Nuestro estimado profesor*

© Paul David Bond

Manel Costa

Tenemos un profesor de historia al que no conocemos; sin embargo le admiramos y, en algunos momentos muy concretos, incluso le queremos. Él nunca se ha dejado ver por el aula, ni siquiera por el colegio; a pesar de todo esto, como decíamos antes, le estimamos. En ocasiones, percibimos que está entre nosotros, y cuando esto sucede una inmensa felicidad y sabiduría nos inunda. Su ausencia nos enseña las lecciones mucho mejor que cualquier otro profesor que estuviera presente. Sabemos que, más tarde o más temprano, el director, un hombre recto y estricto allá donde los haya, se dará cuenta de esta eventualidad y probablemente desaprobará tal actitud y, por tanto, será destituido inmediatamente. Deseamos poder opinar ante esta circunstancia tan especial, si es que se diera el caso; al fin y al cabo pertenecemos, somos una parte importante del problema, si es que éste existiera, y ​​no se nos puede rehuir así como así.

Entendemos que, tal vez, el profesor de historia debería, al menos una vez al año, hacerse presente en el aula. La verdad es que nunca lo ha hecho; sin embargo también es verdad que nadie, absolutamente nadie, se ha preocupado del porqué de su ausencia. Puede que tenga razones muy poderosas para obrar de tal manera. Muchos de nuestros padres fueron discípulos suyos y recibieron exactamente la misma educación de dicho profesor, y ya entonces era muy apreciado aunque nunca había sido visto.

Preguntamos: Después de tantos años de dar clases mediante la ausencia, sin haber llamado la atención a ninguna autoridad de la institución, ¿a qué viene hacerlo ahora? Es muy probable que el profesor se encuentre muy a gusto en su casa y crea más conveniente, para su salud, permanecer en su hogar protegido por su familia, con el fin de evitar coger algún resfriado u otra enfermedad más grave. ¿Es justo que a una persona se la fuerce a trabajar cuando, posiblemente, se encuentre enferma o desanimada?
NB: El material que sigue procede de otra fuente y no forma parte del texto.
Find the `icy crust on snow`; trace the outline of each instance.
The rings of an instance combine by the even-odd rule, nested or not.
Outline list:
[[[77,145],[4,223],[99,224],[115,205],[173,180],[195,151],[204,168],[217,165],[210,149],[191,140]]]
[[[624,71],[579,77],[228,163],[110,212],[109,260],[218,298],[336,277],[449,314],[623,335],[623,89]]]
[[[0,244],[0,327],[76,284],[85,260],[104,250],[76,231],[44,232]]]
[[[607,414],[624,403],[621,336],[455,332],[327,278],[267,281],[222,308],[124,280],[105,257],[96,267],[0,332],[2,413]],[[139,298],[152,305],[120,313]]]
Puede ocurrir, también, que haya olvidado la dirección del colegio y esté esperando que alguien se lo indique; aunque esto es poco probable, dado que un profesor de su posición y talento parece imposible que se le olvide algo tan sencillo como una dirección.

Algunos compañeros del preciado educador sostienen que todos estos años ha estado preparando una lección magistral. Parece que ésta es la hipótesis más creíble y la mejor fundamentada. Conociendo la cuestión como la conocemos, pensamos que el ilustre profesor desconocido volverá a su trabajo tan pronto como termine de pergeñar la lección ejemplar motivo por la cual, probablemente, se pueda explicar todo este malentendido. Será entonces, cuando toda su labor se convertirá en un icono emblemático entre todo el cuerpo universitario. Y el querido profesor será galardonado con los más importantes premios académicos del mundo.

Mientras tanto, nosotros, nuestros hijos y, con toda probabilidad, nuestros nietos, continuaremos y continuarán recibiendo, a través de su ausencia, la mejor educación que puede recibir un discípulo con ganas de convertirse en un hombre de bien.